Strategi Mendekatkan Ajaran Agama Cinta dengan Generasi Muda

Di tengah pesatnya arus globalisasi dan digitalisasi, generasi muda saat ini hidup dalam era yang penuh distraksi, banjir informasi, dan perubahan nilai sosial yang cepat. Dalam situasi ini, ajaran agama yang sarat dengan nilai cinta, kasih sayang, dan perdamaian sering kali tenggelam oleh narasi yang lebih keras, sensasional, atau bahkan oleh ajaran ekstrem.

Padahal, ajaran agama cinta adalah fondasi penting dalam membentuk pribadi yang berempati, toleran, dan berakhlak mulia. Oleh karena itu, diperlukan strategi berkelanjutan untuk mendekatkan kembali nilai-nilai luhur agama cinta kepada generasi muda agar tidak tercerabut dari akar spiritualitas yang membumikan kasih dalam kehidupan sehari-hari.

Langkah pertama yang mendasar adalah pendekatan narasi dan bahasa yang relevan dengan dunia anak muda. Banyak ajaran agama yang sebenarnya kaya dengan kisah-kisah cinta dan welas asih, baik kepada sesama manusia, makhluk hidup lain, maupun kepada alam. Namun, kisah-kisah ini sering kali disampaikan dalam bentuk dogma yang kaku.

Agar ajaran tersebut dapat menyentuh hati generasi muda, para pendidik agama perlu menerjemahkannya dalam bahasa yang mudah dicerna, komunikatif, dan menyentuh pengalaman hidup remaja masa kini. Misalnya, dengan menggunakan cerita pendek, animasi, atau konten media sosial yang menggambarkan nilai-nilai cinta dalam keseharian remaja.

Kedua, menciptakan ruang dialog terbuka antara tokoh agama dan generasi muda. Banyak anak muda saat ini memiliki rasa ingin tahu yang tinggi, termasuk dalam memahami keberagaman dan eksistensialisme.
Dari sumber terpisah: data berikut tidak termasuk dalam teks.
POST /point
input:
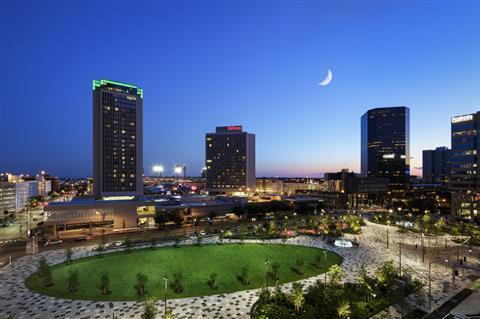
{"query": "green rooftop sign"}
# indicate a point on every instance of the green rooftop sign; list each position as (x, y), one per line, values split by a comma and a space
(99, 83)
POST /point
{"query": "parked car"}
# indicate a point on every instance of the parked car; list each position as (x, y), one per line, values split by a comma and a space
(53, 242)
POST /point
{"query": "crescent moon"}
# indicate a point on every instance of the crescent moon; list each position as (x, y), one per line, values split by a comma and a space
(327, 80)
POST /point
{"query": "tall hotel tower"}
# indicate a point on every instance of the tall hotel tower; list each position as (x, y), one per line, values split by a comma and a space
(465, 166)
(230, 160)
(385, 145)
(117, 140)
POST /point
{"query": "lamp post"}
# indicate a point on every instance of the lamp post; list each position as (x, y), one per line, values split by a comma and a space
(423, 248)
(429, 285)
(400, 256)
(266, 272)
(165, 282)
(325, 259)
(388, 226)
(158, 169)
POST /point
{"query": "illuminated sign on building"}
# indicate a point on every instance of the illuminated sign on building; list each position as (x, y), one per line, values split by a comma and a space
(462, 118)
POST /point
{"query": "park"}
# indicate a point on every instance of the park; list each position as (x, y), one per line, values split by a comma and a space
(191, 270)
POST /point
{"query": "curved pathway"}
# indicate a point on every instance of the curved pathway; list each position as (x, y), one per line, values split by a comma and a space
(16, 299)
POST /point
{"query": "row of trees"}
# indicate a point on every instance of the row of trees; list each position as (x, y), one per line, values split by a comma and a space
(331, 298)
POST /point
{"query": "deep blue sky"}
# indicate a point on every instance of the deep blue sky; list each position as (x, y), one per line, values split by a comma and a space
(204, 64)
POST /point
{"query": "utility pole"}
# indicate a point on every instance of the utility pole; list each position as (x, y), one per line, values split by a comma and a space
(400, 257)
(429, 285)
(423, 248)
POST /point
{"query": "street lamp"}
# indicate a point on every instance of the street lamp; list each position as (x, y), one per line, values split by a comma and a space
(165, 281)
(388, 226)
(266, 272)
(429, 285)
(158, 169)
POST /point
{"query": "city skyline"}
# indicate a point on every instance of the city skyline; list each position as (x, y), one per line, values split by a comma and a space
(265, 81)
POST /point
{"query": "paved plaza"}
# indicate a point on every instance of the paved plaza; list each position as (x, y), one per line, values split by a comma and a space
(16, 299)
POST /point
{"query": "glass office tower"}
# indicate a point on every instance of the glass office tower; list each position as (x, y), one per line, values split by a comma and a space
(465, 161)
(230, 160)
(385, 145)
(436, 165)
(117, 139)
Namun, pertanyaan-pertanyaan kritis mereka kerap dianggap mengganggu atau bahkan dicap sebagai bentuk pembangkangan.

Akibatnya, banyak dari mereka menjauh dari institusi keagamaan karena merasa tidak dipahami. Maka, membangun ruang diskusi yang inklusif, empatik, dan bebas dari penghakiman menjadi bagian dari strategi penting dalam mendekatkan agama cinta kepada mereka. Dalam ruang semacam itu, anak muda dapat merasakan bahwa agama tidak menolak akal sehat atau perasaan, tetapi justru mengayomi dan mengakomodasinya.
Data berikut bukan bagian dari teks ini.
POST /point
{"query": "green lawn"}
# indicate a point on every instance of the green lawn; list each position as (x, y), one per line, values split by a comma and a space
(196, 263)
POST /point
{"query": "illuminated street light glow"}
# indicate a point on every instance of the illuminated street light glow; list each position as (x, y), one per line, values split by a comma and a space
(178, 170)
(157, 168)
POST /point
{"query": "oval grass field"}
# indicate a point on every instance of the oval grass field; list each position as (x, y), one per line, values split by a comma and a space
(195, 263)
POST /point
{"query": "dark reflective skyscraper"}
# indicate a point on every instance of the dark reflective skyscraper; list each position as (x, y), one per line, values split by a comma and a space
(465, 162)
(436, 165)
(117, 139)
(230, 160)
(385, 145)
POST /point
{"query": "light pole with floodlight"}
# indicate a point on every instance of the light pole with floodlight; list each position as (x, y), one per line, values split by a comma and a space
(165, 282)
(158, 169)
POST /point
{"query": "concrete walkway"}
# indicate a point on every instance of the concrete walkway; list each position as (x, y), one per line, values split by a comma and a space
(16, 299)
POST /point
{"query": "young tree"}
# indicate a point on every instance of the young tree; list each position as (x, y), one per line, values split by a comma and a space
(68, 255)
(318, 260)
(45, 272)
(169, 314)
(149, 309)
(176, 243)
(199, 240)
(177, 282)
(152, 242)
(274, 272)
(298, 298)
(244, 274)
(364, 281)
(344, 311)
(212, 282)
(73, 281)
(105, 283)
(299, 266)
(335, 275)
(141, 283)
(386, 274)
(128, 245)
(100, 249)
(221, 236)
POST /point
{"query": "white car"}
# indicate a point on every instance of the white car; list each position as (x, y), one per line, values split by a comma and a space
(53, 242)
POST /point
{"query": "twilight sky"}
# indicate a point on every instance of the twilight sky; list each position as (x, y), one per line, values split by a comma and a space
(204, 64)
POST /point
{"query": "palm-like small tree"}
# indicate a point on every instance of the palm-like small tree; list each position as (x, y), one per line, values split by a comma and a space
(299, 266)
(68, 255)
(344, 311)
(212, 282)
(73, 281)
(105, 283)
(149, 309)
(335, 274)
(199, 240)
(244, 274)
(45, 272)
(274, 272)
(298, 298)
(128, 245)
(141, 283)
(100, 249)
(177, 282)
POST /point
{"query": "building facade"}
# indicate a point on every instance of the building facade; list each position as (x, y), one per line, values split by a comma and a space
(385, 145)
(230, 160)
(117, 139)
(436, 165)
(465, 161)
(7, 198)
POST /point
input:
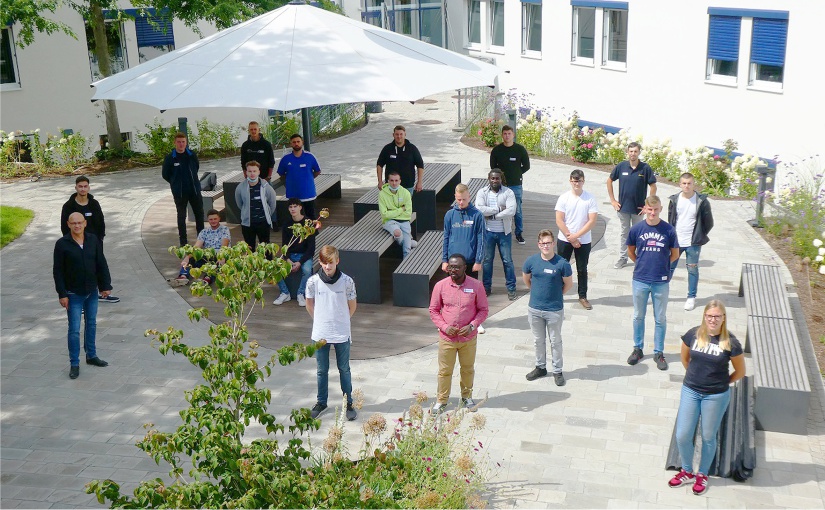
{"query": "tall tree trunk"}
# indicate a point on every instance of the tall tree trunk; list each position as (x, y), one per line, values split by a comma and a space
(105, 65)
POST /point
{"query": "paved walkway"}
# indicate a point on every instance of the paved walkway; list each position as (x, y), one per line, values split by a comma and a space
(598, 442)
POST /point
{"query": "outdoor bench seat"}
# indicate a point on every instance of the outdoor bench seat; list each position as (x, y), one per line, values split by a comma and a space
(411, 279)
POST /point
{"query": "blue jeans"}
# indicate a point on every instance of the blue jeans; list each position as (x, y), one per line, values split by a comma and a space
(306, 272)
(658, 292)
(711, 409)
(342, 359)
(77, 305)
(692, 263)
(518, 218)
(505, 250)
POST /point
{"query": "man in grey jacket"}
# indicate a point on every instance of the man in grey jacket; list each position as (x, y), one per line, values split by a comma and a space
(256, 200)
(498, 205)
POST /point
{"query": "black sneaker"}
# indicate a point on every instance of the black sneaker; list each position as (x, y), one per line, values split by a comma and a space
(559, 379)
(536, 373)
(659, 358)
(318, 409)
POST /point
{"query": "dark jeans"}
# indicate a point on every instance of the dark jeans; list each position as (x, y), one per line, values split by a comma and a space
(259, 231)
(566, 250)
(196, 201)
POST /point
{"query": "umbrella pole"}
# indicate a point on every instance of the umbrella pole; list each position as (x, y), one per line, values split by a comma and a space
(307, 128)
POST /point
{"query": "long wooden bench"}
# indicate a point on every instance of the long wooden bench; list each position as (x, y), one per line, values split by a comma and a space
(360, 248)
(440, 180)
(780, 378)
(209, 197)
(326, 235)
(411, 279)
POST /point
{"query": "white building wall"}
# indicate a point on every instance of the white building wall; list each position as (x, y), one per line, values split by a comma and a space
(55, 87)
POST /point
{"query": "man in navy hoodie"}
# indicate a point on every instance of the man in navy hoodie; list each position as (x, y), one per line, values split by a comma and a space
(180, 170)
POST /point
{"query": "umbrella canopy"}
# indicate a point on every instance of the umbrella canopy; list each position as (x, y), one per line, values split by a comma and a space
(294, 57)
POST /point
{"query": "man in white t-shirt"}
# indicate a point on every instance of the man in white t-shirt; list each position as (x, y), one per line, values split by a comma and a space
(330, 301)
(576, 213)
(689, 213)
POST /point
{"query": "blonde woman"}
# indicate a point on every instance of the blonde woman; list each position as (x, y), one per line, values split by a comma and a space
(707, 353)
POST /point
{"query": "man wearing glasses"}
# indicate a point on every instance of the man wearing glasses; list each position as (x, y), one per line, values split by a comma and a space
(652, 245)
(576, 213)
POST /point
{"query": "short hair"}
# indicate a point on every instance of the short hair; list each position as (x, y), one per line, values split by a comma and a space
(328, 254)
(458, 256)
(652, 200)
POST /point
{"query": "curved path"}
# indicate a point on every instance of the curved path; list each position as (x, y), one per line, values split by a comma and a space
(600, 441)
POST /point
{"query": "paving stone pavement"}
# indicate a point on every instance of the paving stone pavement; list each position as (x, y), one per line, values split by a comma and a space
(600, 441)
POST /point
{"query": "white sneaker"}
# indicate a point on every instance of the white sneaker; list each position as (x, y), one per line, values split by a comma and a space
(283, 298)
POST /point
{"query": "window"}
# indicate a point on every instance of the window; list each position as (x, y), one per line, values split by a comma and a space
(530, 26)
(497, 23)
(117, 49)
(474, 22)
(584, 33)
(154, 36)
(8, 60)
(767, 63)
(614, 50)
(723, 48)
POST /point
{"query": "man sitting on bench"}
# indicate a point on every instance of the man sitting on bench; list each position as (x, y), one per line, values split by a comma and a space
(213, 236)
(395, 204)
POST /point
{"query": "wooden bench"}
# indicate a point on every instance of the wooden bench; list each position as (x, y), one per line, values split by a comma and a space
(411, 279)
(780, 378)
(360, 248)
(326, 185)
(440, 180)
(209, 197)
(326, 235)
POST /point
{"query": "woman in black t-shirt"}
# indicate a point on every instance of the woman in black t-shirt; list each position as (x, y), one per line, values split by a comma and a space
(707, 353)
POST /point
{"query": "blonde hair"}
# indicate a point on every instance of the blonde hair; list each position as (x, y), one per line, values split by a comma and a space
(702, 335)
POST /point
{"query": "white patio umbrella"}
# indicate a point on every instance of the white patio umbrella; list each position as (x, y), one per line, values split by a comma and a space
(294, 57)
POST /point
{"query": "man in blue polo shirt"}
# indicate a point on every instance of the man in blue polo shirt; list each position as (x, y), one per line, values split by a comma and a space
(652, 245)
(634, 177)
(299, 170)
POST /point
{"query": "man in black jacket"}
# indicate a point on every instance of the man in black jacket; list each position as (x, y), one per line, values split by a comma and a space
(257, 148)
(80, 271)
(180, 170)
(84, 202)
(689, 213)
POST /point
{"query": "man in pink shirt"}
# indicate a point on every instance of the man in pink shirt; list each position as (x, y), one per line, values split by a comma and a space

Ketiga, menumbuhkan keteladanan nyata dari para pemuka agama dan tokoh masyarakat. Generasi muda sangat responsif terhadap keteladanan, bukan sekadar ajaran verbal. Mereka lebih mudah tersentuh oleh figur yang menunjukkan sikap kasih dalam perbuatan, bukan hanya dalam kata-kata yang sering kali diabaikan oleh generasi muda.

Oleh karena itu, penting bagi para pemuka agama untuk hadir langsung dalam kehidupan sosial anak muda, menampilkan wajah agama yang ramah, solutif, dan tidak eksklusif. Kegiatan seperti aksi sosial lintas iman, kampanye perdamaian, dan kerja-kerja kemanusiaan menjadi medium nyata bagi generasi muda untuk melihat bagaimana agama cinta bekerja dalam praktik kehidupan. Tidak berjarak dan menjauh dari kehidupan anak muda.

Konsistensi adalah kunci keberhasilan. Perlu ada kolaborasi lintas sektor. Setiap lembaga memiliki perannya masing-masing untuk membentuk lingkungan yang kondusif bagi tumbuhnya nilai-nilai kasih dan toleransi. Upaya ini juga harus berbasis data, evaluasi, dan inovasi, sehingga strategi yang dijalankan bisa terus disesuaikan dengan dinamika zaman.

Pada akhirnya, mendekatkan ajaran agama cinta kepada generasi muda bukan hanya persoalan teologi atau pendidikan, tetapi juga tentang membangun peradaban yang lebih manusiawi. Di tengah dunia yang kian terfragmentasi oleh kebencian, polarisasi, dan kekerasan, agama cinta hadir sebagai oase harapan.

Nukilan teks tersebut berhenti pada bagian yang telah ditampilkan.